Racalmuto, dunque, si affaccia al cupo XVII secolo con una popolazione di 4500 abitanti circa e ne esce con cinquemila fedeli (parola del vescovo Francesco Ramirez, quello che travolse Racalmuto nell’interdetto fulminato per la celebre controversia liparitana). Una crescita limitata, forse per le angherie dei Del Carretto, come vorrebbe Sciascia, ma forse per le due tremende pesti, quella del 1624, molto nota, e quella che dura dal settembre del 1671 all’agosto del 1672 e che sterminò un quarto della popolazione; i morti furono 1260 ed il povero arciprete Lo Brutto, in un momento di profondo sconforto, annotò sul libro dei morti:
INCIPIT INDICTIO Xa AMARISSIMA - In anno milleximo sexcentesimo spetuagesimo primo -   INFAUSTISSIMO
La Chiesa racalmutese esordiva sotto la sconcertante giurisdizione del vescovo Horozco e finiva il secolo con una esplosione di preti, conventi, e religiosi del Benefratelli che insediatisi per predilezione di Girolamo III Del Carretto nell’ospedale di S. Giovanni di Dio, scialacquavano le rendite e lasciavano i malati abbandonati a loro stessi.
La pagina del vescovo Ramirez sui preti-esattori dei baroni colpisce ancora: vi sono rappresentate le stigmate dei mafiosi - purtroppo, quelli vecchi - nell’esordio del loro affermarsi nelle plaghe dell’agrigentino: una consacrazione, una profanazione del sacro ordine, un ascendente sacerdotale sul succubo mondo contadino, un potere mutuato dalle autorità dal barone dal politico dal banchiere, l’esercizio di un potere feudale, da un lato; un’organizzazione criminale, un’ abitudine alle armi ed a sapersene servire per intimidazione, assoggettamento, estorsione.
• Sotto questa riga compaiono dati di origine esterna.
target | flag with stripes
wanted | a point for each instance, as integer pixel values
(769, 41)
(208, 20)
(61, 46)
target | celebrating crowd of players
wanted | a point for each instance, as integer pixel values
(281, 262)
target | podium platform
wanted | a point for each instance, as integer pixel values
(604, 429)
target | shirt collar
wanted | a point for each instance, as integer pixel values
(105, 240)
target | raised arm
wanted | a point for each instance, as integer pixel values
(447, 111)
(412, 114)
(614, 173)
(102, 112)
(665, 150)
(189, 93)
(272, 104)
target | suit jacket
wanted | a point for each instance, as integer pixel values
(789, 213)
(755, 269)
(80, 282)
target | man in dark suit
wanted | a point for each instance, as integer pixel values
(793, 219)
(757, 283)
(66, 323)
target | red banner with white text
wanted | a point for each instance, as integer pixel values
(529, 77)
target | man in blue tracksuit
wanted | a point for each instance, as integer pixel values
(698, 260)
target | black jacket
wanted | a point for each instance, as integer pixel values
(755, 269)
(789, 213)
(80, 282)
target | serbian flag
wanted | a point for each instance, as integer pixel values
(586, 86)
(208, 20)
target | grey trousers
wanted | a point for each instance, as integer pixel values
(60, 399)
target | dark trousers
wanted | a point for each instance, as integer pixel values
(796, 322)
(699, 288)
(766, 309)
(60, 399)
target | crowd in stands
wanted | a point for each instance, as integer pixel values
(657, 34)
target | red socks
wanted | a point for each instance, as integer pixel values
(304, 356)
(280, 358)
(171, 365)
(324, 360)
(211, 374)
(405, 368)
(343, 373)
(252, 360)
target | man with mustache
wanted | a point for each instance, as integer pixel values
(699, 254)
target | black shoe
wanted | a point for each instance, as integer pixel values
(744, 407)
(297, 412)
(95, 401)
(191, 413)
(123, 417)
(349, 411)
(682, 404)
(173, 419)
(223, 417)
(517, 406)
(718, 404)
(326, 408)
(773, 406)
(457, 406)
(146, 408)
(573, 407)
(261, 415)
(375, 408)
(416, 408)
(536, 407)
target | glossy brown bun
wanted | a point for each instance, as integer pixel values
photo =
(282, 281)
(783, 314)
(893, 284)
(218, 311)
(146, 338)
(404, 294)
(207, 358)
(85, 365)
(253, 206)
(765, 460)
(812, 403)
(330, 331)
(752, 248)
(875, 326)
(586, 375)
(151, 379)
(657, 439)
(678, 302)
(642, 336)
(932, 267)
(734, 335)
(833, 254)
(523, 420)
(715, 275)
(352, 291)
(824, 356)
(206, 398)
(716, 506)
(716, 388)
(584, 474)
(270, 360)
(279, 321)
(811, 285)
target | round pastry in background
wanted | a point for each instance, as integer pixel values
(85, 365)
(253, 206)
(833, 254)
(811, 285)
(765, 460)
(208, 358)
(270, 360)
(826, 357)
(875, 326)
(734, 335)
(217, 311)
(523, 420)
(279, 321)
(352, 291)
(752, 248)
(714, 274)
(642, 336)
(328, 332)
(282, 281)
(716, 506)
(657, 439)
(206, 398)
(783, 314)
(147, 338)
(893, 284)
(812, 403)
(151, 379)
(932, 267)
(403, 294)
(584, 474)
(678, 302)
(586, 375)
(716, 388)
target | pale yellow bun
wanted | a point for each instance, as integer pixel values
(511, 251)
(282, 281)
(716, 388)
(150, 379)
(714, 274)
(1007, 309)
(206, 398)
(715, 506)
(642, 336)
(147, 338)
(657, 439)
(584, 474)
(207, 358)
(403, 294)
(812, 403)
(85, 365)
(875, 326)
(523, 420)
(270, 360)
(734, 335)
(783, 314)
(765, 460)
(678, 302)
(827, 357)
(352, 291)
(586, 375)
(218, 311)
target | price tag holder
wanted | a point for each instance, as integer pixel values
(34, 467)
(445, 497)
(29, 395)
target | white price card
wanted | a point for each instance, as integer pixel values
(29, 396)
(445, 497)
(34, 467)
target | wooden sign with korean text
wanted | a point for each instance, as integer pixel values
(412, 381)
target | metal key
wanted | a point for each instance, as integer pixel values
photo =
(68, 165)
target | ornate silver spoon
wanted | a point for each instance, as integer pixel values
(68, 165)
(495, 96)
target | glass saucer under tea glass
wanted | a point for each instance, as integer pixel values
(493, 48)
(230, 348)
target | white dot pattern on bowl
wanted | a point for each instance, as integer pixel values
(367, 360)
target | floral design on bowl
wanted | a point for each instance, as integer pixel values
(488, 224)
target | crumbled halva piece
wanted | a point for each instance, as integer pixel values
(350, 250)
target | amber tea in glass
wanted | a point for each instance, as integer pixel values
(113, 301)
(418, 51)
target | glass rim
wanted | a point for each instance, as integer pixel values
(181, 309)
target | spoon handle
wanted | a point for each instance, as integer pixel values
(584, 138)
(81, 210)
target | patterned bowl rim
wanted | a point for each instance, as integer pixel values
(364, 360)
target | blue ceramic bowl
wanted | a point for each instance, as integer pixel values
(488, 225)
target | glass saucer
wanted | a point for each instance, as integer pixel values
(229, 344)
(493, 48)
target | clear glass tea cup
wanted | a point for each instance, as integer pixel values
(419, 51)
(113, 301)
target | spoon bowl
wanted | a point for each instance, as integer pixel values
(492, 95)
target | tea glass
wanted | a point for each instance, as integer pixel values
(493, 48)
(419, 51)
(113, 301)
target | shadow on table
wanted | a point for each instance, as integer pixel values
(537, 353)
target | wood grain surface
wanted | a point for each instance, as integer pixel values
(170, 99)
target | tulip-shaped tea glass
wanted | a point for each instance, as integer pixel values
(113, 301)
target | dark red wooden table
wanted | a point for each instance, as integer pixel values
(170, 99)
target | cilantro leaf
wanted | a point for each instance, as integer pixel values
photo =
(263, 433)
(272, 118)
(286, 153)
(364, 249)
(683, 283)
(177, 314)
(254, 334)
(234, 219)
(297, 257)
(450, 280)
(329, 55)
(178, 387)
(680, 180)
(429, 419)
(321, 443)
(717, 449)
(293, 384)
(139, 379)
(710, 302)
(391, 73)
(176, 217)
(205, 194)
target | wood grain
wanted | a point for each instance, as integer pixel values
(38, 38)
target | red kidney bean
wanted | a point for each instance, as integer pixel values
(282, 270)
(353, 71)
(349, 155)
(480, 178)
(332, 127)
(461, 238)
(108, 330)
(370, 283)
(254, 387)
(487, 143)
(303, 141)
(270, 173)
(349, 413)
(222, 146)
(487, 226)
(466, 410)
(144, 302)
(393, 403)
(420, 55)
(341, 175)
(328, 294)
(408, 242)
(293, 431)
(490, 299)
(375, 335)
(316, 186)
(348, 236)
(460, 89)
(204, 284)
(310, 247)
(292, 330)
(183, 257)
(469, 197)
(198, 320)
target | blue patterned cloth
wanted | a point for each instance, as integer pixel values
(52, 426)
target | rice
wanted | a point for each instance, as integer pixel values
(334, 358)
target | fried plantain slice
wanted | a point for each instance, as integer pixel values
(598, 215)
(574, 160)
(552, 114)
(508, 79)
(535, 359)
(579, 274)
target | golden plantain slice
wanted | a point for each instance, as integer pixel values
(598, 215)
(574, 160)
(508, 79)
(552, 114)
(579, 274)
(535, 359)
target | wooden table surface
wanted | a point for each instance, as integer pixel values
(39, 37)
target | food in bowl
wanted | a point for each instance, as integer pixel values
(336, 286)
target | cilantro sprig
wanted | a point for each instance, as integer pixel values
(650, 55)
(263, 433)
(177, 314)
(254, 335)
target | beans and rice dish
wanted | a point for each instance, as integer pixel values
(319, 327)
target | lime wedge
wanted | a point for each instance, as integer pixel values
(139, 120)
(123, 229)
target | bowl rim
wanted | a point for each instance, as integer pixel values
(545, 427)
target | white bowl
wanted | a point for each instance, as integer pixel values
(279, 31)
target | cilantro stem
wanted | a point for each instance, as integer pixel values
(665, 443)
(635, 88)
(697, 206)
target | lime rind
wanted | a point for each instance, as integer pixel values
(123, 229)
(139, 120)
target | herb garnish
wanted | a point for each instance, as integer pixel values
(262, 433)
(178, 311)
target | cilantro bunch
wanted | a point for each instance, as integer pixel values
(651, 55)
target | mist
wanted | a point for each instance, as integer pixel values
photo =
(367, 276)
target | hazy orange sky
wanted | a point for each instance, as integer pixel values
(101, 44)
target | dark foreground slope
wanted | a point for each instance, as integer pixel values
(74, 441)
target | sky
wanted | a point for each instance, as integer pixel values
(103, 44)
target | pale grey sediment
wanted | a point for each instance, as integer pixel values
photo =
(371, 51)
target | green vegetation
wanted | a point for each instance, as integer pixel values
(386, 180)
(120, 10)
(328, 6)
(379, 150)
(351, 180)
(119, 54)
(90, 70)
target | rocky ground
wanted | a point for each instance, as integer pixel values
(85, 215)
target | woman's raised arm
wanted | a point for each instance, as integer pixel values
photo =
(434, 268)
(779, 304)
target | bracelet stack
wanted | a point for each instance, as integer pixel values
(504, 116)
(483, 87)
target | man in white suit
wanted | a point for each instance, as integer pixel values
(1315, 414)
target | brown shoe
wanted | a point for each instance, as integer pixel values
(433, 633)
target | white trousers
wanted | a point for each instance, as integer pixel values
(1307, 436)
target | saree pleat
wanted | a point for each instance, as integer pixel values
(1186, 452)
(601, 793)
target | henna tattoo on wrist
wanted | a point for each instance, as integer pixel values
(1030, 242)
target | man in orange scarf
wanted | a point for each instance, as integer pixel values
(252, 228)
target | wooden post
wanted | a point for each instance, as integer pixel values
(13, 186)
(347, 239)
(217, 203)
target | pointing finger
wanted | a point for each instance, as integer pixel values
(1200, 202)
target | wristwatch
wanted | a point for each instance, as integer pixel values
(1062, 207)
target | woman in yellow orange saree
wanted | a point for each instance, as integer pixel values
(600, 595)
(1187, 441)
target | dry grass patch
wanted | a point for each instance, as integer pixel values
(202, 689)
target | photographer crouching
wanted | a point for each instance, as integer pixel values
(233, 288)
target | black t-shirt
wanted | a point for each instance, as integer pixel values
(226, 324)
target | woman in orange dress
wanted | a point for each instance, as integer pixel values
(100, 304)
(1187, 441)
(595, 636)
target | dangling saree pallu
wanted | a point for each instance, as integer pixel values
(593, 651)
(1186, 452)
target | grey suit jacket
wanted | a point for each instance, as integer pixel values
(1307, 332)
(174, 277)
Un sincretismo (blasfemo ed agghiacciante) tra religione, crimine, affarismo e prossenetismo politico e giudiziario. Mafia e antimafia messe assieme. Veste sacra e schioppo omicida al servizio del feudatario per lo sfruttamento delle masse contadine. Abbiamo gli embrioni di un’organizzazione che si equipara e sostituisce lo Stato; un ordinamento - direbbe Sante Romano - che sa acquisire quasi l’eticità hegeliana.
L’analisi del Ramirez - per quel che ci risulta - non è stata mai considerata dai colti della mafia e dell’antimafia. Va segnalata.